对眼下的生活,才静其实谈不上满意也谈不上不满意。她是个有主见的女人,对自己的人生也曾经有许多设想,如今二十来年过去之后,她人生的可能性变得单一和可预见,扪心自问,这真是自己想要的人生吗?对过去才静不敢有一天或忘,一直耿耿于怀。她对婚姻、对张俭都十分失望自不必说,在另外一个层面,她对自己的感情也相当复杂。她常回忆当年那些令她感到屈辱的画面,暗自揣测自己的心意,她当年的妥协究竟是为什么?为了保护女儿还是为了保护婚姻?她为保护婚姻做出的种种努力,是出于感情还是因为张俭没有给她体面退场的机会?当年那些作与闹,后来成为一种耻辱,老是在夜半无人的时候钻进她脑袋里嘲笑她。她曾经以为自己是个挺有自尊的女人啊,然而那种时候,她所做的一切,其实是完全丧失自尊了的。她的自尊究竟是怎样丢掉的呢?
这种自我的追问到最后变成一种恐惧:女儿,她会不会延续我的命运呢?
所以当女儿张楚涵将交的男朋友带到家里给她看时,她心里是咯噔了一下子的。
2
那是个叫作小黎的高高瘦瘦的男孩儿,沉默寡言,往那儿一坐似有无限心事。出身农村不是问题,才静也是农村出来的。但这个小黎不太会来事儿,头一次来他们家拜访,虽也拎了礼物,但喝水需要女儿张楚涵给倒,夹菜需要女儿张楚涵给夹。一个男孩子,就算是第一次上门有些腼腆,也不至于。这说明这已成了他们之间的相处模式,也说明这个男孩子在家里是被娇生惯养出来的。这样的人谈谈恋爱还可以,一旦进入婚姻就会有她女儿张楚涵好受了。

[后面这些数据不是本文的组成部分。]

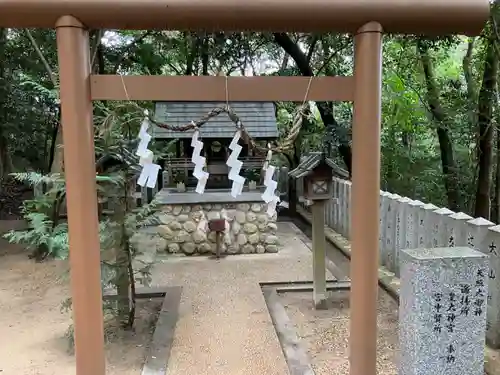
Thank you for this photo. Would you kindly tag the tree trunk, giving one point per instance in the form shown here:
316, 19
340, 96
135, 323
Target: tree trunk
448, 164
485, 127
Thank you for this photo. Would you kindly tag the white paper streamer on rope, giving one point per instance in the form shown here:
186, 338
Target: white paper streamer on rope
269, 196
149, 173
144, 137
199, 163
150, 170
203, 223
235, 166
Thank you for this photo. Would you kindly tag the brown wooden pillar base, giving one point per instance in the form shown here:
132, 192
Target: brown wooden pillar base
319, 254
365, 199
79, 167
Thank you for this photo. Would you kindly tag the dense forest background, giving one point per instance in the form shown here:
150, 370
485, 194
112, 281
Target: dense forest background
440, 137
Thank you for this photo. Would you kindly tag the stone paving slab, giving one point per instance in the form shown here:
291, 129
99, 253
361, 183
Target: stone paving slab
224, 326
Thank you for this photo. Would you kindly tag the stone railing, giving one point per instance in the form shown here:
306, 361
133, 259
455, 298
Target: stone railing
411, 224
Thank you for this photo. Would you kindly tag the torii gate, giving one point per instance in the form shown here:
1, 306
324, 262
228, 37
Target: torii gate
365, 19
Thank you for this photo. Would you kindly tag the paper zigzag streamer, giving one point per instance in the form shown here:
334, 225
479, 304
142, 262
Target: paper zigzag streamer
150, 170
235, 166
269, 196
199, 163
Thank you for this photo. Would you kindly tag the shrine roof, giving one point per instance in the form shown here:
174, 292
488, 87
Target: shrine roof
312, 161
258, 118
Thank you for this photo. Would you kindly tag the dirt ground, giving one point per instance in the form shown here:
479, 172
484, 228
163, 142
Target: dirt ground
325, 333
33, 328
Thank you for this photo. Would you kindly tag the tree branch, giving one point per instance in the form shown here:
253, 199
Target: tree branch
40, 54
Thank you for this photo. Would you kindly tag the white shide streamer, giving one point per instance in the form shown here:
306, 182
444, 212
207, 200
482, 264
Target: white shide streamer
235, 166
199, 163
150, 170
269, 196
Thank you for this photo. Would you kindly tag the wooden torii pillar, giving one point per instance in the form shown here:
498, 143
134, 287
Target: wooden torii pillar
365, 19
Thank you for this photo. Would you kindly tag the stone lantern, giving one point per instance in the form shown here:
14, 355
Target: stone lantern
316, 172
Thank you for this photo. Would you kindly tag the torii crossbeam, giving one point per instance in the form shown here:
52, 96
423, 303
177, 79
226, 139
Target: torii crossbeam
366, 19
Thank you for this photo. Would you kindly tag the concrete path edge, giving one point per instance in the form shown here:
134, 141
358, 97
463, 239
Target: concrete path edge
391, 283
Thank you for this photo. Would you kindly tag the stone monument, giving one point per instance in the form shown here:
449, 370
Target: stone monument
442, 312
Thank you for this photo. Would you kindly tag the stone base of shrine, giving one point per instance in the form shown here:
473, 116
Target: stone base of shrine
183, 223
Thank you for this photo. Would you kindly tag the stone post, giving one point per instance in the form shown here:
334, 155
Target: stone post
336, 205
439, 233
412, 223
390, 231
457, 229
426, 225
384, 205
348, 210
491, 247
442, 314
319, 254
477, 229
400, 230
344, 213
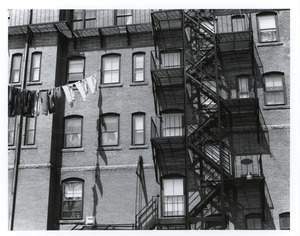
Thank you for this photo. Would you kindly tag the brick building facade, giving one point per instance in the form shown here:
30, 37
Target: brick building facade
87, 154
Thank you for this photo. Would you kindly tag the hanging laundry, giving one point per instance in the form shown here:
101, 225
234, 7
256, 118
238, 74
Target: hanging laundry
79, 86
10, 100
17, 102
51, 105
68, 94
84, 85
44, 100
91, 81
57, 93
28, 103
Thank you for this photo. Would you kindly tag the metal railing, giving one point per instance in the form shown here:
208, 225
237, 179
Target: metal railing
170, 125
148, 213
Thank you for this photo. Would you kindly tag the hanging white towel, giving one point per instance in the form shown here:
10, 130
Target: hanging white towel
68, 94
91, 81
79, 86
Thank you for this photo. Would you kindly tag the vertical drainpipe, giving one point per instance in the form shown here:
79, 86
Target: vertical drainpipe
185, 129
220, 133
19, 130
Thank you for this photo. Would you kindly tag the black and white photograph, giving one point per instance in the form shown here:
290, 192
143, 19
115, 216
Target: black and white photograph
151, 119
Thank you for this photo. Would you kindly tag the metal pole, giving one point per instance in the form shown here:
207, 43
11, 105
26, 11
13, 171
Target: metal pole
19, 132
185, 129
220, 133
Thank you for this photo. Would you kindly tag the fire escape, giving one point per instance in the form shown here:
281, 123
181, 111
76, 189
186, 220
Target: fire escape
208, 136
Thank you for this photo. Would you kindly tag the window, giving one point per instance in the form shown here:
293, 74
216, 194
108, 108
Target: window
30, 131
84, 19
243, 86
284, 220
173, 197
15, 72
111, 69
267, 29
274, 88
110, 130
11, 130
138, 67
76, 70
239, 23
170, 60
35, 66
172, 124
253, 221
73, 132
138, 129
123, 17
72, 199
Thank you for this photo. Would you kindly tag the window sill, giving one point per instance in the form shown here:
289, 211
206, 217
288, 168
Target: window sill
110, 148
269, 44
138, 147
14, 84
276, 107
111, 85
71, 221
139, 84
72, 150
34, 83
29, 147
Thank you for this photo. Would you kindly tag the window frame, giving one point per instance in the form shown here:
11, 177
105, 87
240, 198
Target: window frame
84, 19
27, 130
259, 30
133, 133
104, 57
164, 128
165, 197
77, 58
102, 117
134, 69
12, 70
281, 75
238, 78
81, 131
63, 183
117, 16
32, 67
14, 130
253, 216
244, 26
163, 54
281, 217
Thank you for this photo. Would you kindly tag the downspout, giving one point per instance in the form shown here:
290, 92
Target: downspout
19, 130
187, 224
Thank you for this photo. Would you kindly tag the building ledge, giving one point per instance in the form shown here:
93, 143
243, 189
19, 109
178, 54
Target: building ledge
139, 84
280, 107
29, 147
111, 85
269, 44
110, 148
71, 221
73, 150
131, 147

于是她便有些模糊地反对他们交往,却并不坚决,因为知道年轻人的恋爱总是越反对越坚固。反正只是交往,又并不一定结婚。但没过多久,张楚涵提出要跟小黎结婚。这把才静吓坏了,她坚决反对,没有余地。张楚涵一开始是耐心地做她的思想工作的,但是做不通,于是开始小吵、斗气、互相不搭理,母女俩冲突起来。
最激烈处,两人都说了狠话。一个说,这婚必结,死也要结。一个说,你要结婚我就死,你看看你是先穿婚纱还是先戴孝?
张楚涵从母亲眼里看到了坚决,那一刹,她身子一抖,本来要脱口而出的反驳又被生生吞咽了回去。她气呼呼地回到自己房间,“砰”一声带上了房门,觉得母亲变得越发难以理喻,而她掌控的触角显然也是越伸越长了。相比之下,母亲对父亲倒一直持没有下限的容忍和姑息的态度,这种区别对待使张楚涵认为母亲之所以能如此拿捏住她,完全是因为她这个女儿太过在乎她这个“当妈的”的感受了。
是,她知道母亲这些年过得相当不容易。
小时候,张楚涵常见母亲一个人坐在床头无声地哭泣,肥胖的肩膀一颤一颤。那时她对母亲充满了同情,总是小心翼翼地凑上去,伸出肥乎乎的小手替她擦泪,内心则恼恨自己太过弱小,并不能帮助母亲去对抗父亲。母亲当时是那样无限怜爱地望着她,抚摸着她的脸认真地告诉她,等她长大自己就再也不必忍受下去了。
现在她不是已经长大了吗?而且想结婚单飞了,这下母亲不就彻底解放、彻底自由了吗?不就可以不必继续忍受下去了吗?为什么母亲却死活不同意放她离开?
张楚涵百思不得其解,甚至开始恶意揣测。从前母亲为了她才忍辱负重的形象化为齑粉,有生以来她第一次用审视的目光去探究母爱与自己的家庭关系。
母爱真的都是无私且伟大的吗?
母爱没有其局限与狭隘之处吗?
身为一个女人,将自己的日子过得支离破碎,责任全在男方身上吗?
母亲自己有无想不劳而获的心态?
这些问题一时半会儿似乎无法得到答案,但她内心却十分确信一点,那就是如果由她自己建立起一个家庭来,她一定不会将日子过到母亲那个程度。
母亲为什么要阻止她奔向幸福呢?
她认为这是对她的抛弃与背叛吗?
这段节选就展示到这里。